In this election, the candidates on the labour ticket were Farmilo, Fielde, Findlay and White, with Scott running as a labour candidate for school board. Other candidates also appealed for the labour vote in 1918 included Wilson (running for mayor), Clarke, Martin, Joseph Duggan, Scott, and Mackenzie. Many labour voters supported alderman McCoppen, who in 1917 had been elected for one year with endorsement of the Labour Representation League and now was running for re-election.

The public school board held seven trustees, but four of the positions were already filled: Henry Douglas, J A McPherson, Arthur Cushing, and E T Bishop had been elected to two-year terms in 1917.

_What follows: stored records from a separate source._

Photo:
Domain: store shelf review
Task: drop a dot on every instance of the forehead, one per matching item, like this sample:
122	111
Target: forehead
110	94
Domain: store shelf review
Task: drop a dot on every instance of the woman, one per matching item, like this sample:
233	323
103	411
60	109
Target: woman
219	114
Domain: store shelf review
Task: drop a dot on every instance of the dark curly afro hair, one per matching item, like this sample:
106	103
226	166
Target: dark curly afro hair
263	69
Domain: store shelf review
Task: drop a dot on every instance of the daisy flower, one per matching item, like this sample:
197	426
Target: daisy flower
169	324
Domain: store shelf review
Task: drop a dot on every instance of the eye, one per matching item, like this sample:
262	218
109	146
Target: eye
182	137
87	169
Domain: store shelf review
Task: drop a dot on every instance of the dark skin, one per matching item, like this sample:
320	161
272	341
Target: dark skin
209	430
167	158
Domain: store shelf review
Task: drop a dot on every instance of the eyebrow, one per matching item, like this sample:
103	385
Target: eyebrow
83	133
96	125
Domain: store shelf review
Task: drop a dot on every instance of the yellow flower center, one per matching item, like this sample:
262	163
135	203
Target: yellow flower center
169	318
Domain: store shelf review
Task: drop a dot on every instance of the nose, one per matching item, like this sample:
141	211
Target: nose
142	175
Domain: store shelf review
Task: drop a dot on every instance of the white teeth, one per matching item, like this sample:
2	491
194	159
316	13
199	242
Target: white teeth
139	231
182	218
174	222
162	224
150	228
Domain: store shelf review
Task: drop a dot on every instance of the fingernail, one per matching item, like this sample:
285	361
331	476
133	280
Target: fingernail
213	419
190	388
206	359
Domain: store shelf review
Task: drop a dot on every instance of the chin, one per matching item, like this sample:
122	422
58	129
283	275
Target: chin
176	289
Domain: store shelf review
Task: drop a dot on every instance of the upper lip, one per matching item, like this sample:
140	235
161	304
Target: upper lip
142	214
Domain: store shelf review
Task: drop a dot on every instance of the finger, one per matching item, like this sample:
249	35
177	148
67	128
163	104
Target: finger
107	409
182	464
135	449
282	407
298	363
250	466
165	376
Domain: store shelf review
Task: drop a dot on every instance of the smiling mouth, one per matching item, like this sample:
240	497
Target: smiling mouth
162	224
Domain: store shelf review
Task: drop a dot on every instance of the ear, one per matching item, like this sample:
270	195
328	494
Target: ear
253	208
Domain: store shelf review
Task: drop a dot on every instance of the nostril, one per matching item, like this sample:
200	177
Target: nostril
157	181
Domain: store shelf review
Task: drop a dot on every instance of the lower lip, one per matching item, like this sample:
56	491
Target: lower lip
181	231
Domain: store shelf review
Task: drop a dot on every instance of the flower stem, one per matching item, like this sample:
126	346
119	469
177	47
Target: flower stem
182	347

On the eight member separate board, four of the positions were filled: M Kelly, F A French, Joseph Henri Picard, and H J Roche had been elected to two-year terms in 1917. To keep the terms properly staggered with half (four) elected each year, Paul Jenvrin was elected to a one-year term.

==Voter turnout==

There were 9046 ballots cast out of 10825 eligible voters, for a voter turnout of 83.5%.

==Results==

- bold or indicates elected
- italics indicate incumbent
- "SS", where data is available, indicates representative for Edmonton's South Side, with a minimum South Side representation instituted after the city of Strathcona, south of the North Saskatchewan River, amalgamated into Edmonton on February 1, 1912.

===Mayor===

| Party |  | Candidate | Votes | % |
|---|---|---|---|---|
|  | Labour | Joseph Clarke | 4,762 | 52.71% |
|  | Independent | Charles Wilson | 4,273 | 47.29% |

===Aldermen===

| Party |  | Candidate | Votes |
|---|---|---|---|
|  | Independent | Charles Hepburn | 4,861 |
|  | Independent | Samuel McCoppen | 4,090 |
|  | Independent | Henri Martin | 4,029 |
|  | Independent | John McKenzie | 3,825 |
|  | Independent | Andrew McLennan | 3,599 |
|  | Independent | Charles Grant | 3,530 |
|  | Independent | Abraham Cristall | 3,324 |
|  | Independent | William Martin | 3,277 |
|  | Labour | Alfred Farmilo | 3,119 |
|  | Labour | William Spencer Fielde | 2,615 |
|  | Labour | James Findlay | 2,591 |
|  | Labour | J. E. White | 2,466 |

===Public school trustees===

| Party |  | Candidate | Votes |
|---|---|---|---|
|  | Labour | Joseph Duggan | 5,153 |
|  | Independent | William Rea | 4,588 |
|  | Independent | Frank Crang | 3,286 |
|  | Labour | Frank Scott | 2,217 |
|  | Independent | C. Frost | 2,029 |

===Separate (Catholic) school trustees===

| Party |  | Candidate | Votes |  | Elected |
|  | Independent | Joseph Driscoll | 563 |  | Green tick |
|  | Independent | Joseph Gariépy | 464 |  | Green tick |
|  | Independent | Paul Jenvrin | 423 |  | Green tick |
|  | Independent | G. W. Curtis | 302 |
|  | Independent | J. J. Murray | 203 | SS | Green tick |

Under the minimum South Side representation rule, Murray was elected over Curtis.